Peng Wei’s Quiet Celebration of Music
Tina Keng Gallery | Sponsored Content
For a celebration of music, Peng Wei's installation Migrations of Memory—Wild Geese Descend on Level Sands IV (2017–2021) is paradoxically quiet.
Installed in a dimly lit room at the Cleveland Museum of Art (CMA) (19 November 2021–8 May 2022), nine music stands assembled against the wall facing the entrance are placed on a short stage in a V-formation reminiscent of geese in flight. Each stand supports a sheet of paper, but upon closer inspection, no musical scores are present.
Instead, they reveal ink paintings of landscapes on one side of each double-leafed sheet—whether cascading rivers, craggy mountaintops, or a flock of geese descending upon a pale green plane. On the other side, letters written by Western composers are delicately rendered in Chinese calligraphy.

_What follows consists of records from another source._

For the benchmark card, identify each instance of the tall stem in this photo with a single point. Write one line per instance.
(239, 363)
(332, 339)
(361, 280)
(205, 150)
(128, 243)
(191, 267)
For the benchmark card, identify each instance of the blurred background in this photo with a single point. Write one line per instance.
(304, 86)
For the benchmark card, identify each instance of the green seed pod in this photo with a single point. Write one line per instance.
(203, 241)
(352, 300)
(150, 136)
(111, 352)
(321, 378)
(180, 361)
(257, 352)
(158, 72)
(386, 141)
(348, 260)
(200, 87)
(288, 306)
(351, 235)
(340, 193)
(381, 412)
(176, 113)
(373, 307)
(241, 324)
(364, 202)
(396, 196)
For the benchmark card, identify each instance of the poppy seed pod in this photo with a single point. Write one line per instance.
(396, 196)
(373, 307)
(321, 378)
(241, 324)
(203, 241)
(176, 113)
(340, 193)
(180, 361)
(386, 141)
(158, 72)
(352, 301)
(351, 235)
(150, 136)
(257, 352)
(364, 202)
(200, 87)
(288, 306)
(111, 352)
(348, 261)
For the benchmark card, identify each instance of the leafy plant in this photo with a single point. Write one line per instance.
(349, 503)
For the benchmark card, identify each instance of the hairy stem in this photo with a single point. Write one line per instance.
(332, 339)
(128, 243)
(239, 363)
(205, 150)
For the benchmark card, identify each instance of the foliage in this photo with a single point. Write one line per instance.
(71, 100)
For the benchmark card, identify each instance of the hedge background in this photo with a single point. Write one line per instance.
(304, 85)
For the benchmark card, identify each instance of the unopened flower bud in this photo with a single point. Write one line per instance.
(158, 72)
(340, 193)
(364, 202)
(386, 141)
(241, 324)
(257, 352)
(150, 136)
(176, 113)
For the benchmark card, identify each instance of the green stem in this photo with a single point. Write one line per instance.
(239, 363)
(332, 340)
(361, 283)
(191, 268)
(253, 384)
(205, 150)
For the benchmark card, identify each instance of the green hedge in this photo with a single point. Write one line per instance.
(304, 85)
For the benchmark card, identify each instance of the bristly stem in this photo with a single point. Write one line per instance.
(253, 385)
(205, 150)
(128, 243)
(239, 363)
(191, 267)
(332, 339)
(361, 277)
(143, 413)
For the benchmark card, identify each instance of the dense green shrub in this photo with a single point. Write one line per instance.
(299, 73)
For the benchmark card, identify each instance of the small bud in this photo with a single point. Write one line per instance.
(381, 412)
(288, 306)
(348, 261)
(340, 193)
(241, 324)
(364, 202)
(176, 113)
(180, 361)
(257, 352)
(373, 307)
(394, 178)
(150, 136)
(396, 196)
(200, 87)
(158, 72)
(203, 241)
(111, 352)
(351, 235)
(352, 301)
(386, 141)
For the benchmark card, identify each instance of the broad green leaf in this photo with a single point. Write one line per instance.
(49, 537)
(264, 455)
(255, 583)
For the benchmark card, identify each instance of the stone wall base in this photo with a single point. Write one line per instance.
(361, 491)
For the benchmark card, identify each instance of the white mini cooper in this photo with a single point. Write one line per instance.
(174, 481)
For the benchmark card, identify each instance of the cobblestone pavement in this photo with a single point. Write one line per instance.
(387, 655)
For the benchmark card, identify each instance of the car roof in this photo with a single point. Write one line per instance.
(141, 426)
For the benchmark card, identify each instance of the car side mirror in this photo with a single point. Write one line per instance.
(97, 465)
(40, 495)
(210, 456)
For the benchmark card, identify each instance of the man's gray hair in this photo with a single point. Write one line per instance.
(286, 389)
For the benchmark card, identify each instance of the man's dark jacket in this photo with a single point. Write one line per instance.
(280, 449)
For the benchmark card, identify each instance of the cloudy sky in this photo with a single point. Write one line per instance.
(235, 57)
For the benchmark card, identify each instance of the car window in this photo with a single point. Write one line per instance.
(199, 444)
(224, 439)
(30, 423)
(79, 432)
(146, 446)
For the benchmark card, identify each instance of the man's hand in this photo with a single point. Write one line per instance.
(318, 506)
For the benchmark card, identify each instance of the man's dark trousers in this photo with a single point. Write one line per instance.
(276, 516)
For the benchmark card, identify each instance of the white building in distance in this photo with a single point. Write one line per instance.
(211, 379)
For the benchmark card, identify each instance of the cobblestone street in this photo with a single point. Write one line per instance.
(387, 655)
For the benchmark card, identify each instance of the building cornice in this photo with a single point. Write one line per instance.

'I've never thought of separating the East and West. I think my paintings are a kind of translation,' Peng explains in the accompanying exhibition video. 'How to present them is also a means of translation.'
The fusing of musical references with classically informed landscapes speaks to ancient Chinese poets' multidisciplinary approach to the arts, often having engaged with painting and music alongside writing. At CMA, these elements come together to celebrate the power of music and the arts in the absence of live experience throughout the Covid-19 pandemic, including the enforced pause of the Cleveland Orchestra—one of the 'Big Five' orchestras in the U.S.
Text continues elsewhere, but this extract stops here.